Let’s face it. I am strictly a sub-tropical variety.
I thrive under conditions with balmy weather, with temps hovering around the 85 degree mark, clear skies, white puffy clouds, and the gentlest warm breeze (I don’t like drafts at ALL.)
Any hotter, and I can tolerate it. Not happily, but I can tolerate it.
Any colder? Forget it. My feet turn into size 4 foot-shaped ice blocks. Forget that old wives tale about keeping warm if you keep your head covered. Me? I must have warm feet to feel any smidge of metabolic activity.
And if it’s below the mid 50s, with a gray sky and a chill wind?
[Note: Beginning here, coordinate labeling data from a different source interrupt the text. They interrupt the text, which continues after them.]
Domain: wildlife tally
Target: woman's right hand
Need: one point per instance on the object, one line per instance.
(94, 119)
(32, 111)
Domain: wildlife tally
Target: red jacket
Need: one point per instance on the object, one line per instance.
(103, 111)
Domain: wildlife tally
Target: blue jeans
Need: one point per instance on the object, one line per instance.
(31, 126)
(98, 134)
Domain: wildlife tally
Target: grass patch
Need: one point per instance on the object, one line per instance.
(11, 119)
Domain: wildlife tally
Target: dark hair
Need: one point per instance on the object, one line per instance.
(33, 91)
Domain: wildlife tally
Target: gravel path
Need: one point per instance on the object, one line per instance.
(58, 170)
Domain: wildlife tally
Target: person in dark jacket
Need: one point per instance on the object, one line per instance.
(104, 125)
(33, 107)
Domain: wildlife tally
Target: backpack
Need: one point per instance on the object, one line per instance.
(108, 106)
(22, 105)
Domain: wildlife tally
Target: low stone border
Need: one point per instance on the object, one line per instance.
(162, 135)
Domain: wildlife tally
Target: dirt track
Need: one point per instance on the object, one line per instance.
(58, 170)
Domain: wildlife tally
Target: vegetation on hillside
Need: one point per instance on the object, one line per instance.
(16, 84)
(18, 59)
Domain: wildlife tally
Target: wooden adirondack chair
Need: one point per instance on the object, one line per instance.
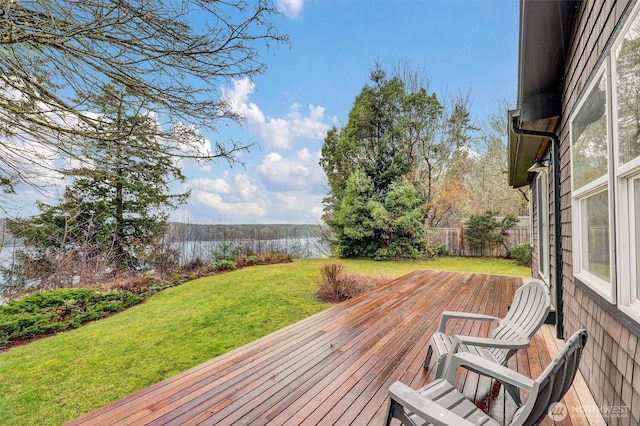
(529, 309)
(439, 403)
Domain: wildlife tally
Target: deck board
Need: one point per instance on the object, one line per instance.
(336, 366)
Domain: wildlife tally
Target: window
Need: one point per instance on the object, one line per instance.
(590, 145)
(605, 168)
(542, 201)
(626, 80)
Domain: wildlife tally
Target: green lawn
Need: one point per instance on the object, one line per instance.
(55, 379)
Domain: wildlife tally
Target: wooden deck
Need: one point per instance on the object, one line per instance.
(336, 366)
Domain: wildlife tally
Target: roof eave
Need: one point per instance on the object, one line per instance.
(545, 34)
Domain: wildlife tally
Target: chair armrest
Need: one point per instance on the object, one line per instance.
(447, 315)
(424, 407)
(487, 368)
(486, 342)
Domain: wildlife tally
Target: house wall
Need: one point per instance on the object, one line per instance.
(611, 361)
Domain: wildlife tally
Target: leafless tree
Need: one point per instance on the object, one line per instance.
(169, 56)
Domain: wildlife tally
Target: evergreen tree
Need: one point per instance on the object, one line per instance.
(363, 162)
(116, 204)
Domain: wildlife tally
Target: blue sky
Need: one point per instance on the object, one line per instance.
(309, 86)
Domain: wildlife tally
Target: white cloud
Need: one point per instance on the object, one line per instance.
(276, 132)
(300, 172)
(211, 185)
(280, 189)
(290, 8)
(227, 209)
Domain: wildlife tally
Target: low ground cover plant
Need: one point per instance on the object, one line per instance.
(51, 311)
(58, 310)
(53, 380)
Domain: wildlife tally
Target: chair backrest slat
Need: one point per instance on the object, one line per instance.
(530, 307)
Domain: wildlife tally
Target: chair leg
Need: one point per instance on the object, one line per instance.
(514, 392)
(396, 410)
(428, 358)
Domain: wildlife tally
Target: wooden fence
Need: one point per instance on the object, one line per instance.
(456, 246)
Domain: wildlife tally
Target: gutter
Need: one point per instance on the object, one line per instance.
(556, 213)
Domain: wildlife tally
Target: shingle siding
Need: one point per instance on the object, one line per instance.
(610, 360)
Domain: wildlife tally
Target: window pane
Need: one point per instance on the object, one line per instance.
(628, 94)
(636, 213)
(589, 137)
(595, 217)
(543, 224)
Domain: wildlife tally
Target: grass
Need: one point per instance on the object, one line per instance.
(58, 378)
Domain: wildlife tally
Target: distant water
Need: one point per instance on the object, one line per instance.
(205, 250)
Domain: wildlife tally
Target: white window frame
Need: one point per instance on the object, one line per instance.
(624, 177)
(628, 256)
(542, 226)
(600, 286)
(619, 181)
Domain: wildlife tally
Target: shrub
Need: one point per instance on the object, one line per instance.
(521, 253)
(58, 310)
(337, 285)
(485, 228)
(224, 265)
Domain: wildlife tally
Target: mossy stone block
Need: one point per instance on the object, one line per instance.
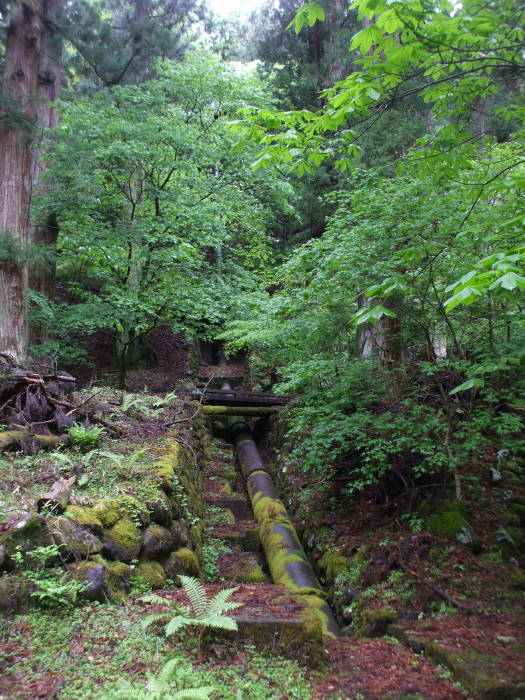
(332, 564)
(182, 561)
(452, 525)
(157, 541)
(76, 541)
(152, 573)
(517, 580)
(160, 508)
(107, 511)
(86, 517)
(511, 519)
(30, 531)
(15, 594)
(122, 541)
(374, 622)
(519, 509)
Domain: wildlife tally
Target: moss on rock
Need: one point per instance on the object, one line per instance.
(15, 594)
(183, 561)
(107, 511)
(374, 622)
(76, 541)
(332, 564)
(152, 573)
(84, 516)
(122, 541)
(27, 533)
(517, 580)
(157, 540)
(452, 525)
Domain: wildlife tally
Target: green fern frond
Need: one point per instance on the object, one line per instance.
(219, 622)
(216, 605)
(158, 617)
(152, 598)
(196, 594)
(167, 672)
(195, 693)
(176, 624)
(230, 605)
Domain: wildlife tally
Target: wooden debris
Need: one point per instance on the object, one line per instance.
(57, 498)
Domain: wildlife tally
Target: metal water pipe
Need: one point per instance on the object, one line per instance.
(287, 560)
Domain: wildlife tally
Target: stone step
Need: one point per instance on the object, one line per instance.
(242, 535)
(238, 505)
(241, 567)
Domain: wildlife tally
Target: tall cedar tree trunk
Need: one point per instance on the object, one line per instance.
(22, 58)
(45, 231)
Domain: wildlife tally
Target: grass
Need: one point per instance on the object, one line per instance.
(98, 647)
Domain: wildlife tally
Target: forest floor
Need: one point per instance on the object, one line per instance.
(101, 650)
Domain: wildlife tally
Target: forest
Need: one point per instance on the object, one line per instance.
(262, 349)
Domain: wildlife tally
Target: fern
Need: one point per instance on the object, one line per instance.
(206, 613)
(196, 594)
(158, 688)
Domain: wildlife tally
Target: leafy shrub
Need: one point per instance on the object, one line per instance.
(158, 687)
(84, 436)
(206, 612)
(53, 588)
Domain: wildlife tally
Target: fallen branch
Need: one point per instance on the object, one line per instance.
(190, 418)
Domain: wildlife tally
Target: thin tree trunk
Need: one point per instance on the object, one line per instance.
(22, 59)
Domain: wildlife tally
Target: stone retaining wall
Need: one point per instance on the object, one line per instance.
(105, 545)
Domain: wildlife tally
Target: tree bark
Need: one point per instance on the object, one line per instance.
(45, 231)
(22, 59)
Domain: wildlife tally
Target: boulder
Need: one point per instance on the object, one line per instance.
(76, 542)
(85, 517)
(157, 541)
(27, 533)
(152, 573)
(183, 561)
(122, 541)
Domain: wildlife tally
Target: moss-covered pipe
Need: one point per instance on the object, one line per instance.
(255, 411)
(286, 557)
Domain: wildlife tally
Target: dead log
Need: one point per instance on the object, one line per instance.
(256, 411)
(57, 498)
(14, 439)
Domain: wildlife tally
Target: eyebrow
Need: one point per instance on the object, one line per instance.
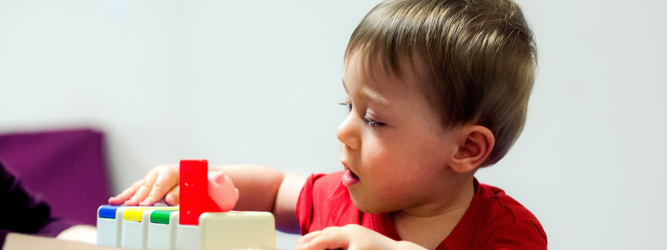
(374, 96)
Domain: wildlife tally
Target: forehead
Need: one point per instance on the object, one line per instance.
(379, 80)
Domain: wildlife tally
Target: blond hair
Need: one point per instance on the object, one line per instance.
(481, 54)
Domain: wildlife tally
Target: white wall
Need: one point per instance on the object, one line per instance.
(258, 82)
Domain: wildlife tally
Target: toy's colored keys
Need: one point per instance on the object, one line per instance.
(161, 216)
(135, 213)
(108, 211)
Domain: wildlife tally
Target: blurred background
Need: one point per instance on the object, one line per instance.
(259, 81)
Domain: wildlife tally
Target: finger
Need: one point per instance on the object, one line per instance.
(173, 196)
(165, 182)
(126, 194)
(331, 238)
(307, 238)
(143, 190)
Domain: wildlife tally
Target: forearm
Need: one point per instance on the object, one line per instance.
(267, 189)
(258, 185)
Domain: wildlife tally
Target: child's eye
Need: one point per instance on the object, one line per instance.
(349, 106)
(372, 123)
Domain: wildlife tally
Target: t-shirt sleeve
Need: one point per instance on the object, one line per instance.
(304, 205)
(23, 212)
(517, 236)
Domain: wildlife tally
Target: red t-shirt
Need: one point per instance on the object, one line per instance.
(493, 221)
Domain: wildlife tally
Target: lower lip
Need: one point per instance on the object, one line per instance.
(349, 179)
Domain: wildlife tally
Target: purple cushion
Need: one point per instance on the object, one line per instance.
(67, 167)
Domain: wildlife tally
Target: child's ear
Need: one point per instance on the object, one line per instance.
(474, 145)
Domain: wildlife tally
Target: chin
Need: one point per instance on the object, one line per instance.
(369, 207)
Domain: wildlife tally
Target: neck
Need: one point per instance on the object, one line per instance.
(454, 196)
(430, 223)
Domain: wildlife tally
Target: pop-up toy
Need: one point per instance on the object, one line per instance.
(203, 220)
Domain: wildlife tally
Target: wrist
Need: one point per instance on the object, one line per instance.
(406, 245)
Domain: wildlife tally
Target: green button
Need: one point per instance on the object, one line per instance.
(161, 216)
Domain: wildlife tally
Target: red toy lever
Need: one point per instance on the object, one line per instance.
(194, 197)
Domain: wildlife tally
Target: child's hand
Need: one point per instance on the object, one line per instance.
(353, 237)
(160, 181)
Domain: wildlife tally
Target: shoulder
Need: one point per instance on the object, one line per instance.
(505, 223)
(324, 202)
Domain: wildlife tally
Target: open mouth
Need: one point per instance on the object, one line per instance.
(349, 178)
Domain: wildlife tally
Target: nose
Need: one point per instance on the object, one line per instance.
(348, 133)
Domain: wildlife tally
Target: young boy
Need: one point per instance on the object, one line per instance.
(436, 89)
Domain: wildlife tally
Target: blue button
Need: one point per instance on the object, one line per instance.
(108, 211)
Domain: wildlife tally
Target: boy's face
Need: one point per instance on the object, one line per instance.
(392, 141)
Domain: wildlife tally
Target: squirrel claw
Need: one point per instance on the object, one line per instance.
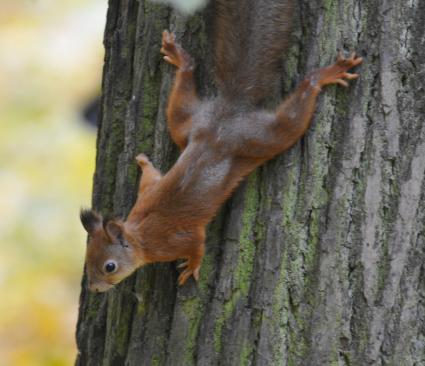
(189, 271)
(142, 160)
(173, 53)
(336, 73)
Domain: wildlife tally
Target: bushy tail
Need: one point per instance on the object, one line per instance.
(250, 38)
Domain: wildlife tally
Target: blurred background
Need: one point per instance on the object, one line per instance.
(51, 57)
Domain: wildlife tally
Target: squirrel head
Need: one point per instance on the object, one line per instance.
(110, 256)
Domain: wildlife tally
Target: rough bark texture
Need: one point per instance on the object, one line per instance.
(318, 257)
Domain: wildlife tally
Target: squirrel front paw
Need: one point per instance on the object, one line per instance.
(142, 160)
(190, 270)
(336, 73)
(174, 53)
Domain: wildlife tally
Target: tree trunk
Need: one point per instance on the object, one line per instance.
(318, 258)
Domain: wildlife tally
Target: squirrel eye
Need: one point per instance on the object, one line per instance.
(110, 266)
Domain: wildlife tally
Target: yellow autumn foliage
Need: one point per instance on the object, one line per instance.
(50, 67)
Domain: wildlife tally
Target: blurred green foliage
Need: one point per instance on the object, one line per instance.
(50, 67)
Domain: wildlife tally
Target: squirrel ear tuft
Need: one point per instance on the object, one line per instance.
(114, 229)
(90, 220)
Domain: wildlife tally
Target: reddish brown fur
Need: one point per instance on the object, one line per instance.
(221, 141)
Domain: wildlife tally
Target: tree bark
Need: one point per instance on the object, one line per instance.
(318, 258)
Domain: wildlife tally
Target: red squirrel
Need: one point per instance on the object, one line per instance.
(222, 139)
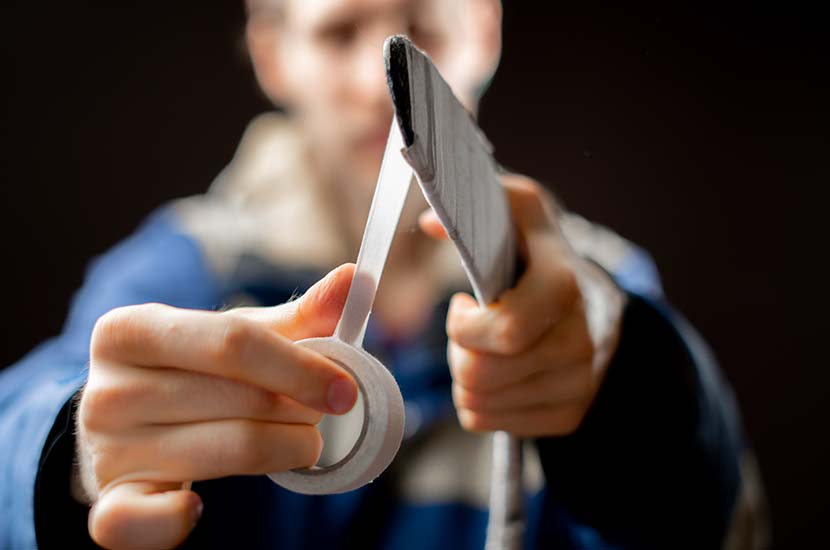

I start exhibiting definite signs of hypothermia.
My intolerance to cold has generated all sorts of responses over the years, from the mild eye-roll to the gnashing of teeth as my own teeth chattering disturbs someone in their peaceful enjoyment of the thermostat set on 68 degrees in the summer time. In my previous dayjob, I always took a big ugly fleece jacket that I zipped over whatever suit blazer I was wearing. The hideous thing evoked all sorts of teasing, as I wore it year-round: indoor climes of hot-natured office staff generally hover in the mid to upper 60s.
The Husband and The Kiddo are both hot-natured, and I have learned how to wrap up just short of looking like a mummy in order to survive their ceiling fans and preferred chilly temps.
When it comes to writing, it’s almost impossible to think creatively while one is shaking uncontrollably. So as I wrote the book that wound up being my first sale, I would wrap up in warm fuzzy socks and a big old jacket that The Sister had accidentally left at my house.
But then my computer became so old that I couldn’t upgrade the browser any more, and I moved operations to my laptop and my bedroom. There, ensconced in layers of warm fluffy blankets, I wrote in comfort. Not so for The Husband, as the light from the screen kept him awake.
So I cleaned out the office of all the detritus that had landed there upon my abandonment, and it’s a great place to write. Except for my cold feet. And my cold body.
I’m now in the midst of plotting the stealthy retrieval of the aforementioned big old jacket from The Sister’s house, because it was warm enough to thaw my brain, but light enough in weight to allow me more freedom of movement than a mummy, and of course, it also led to a sale. The combo of warmth and good luck is hard to beat!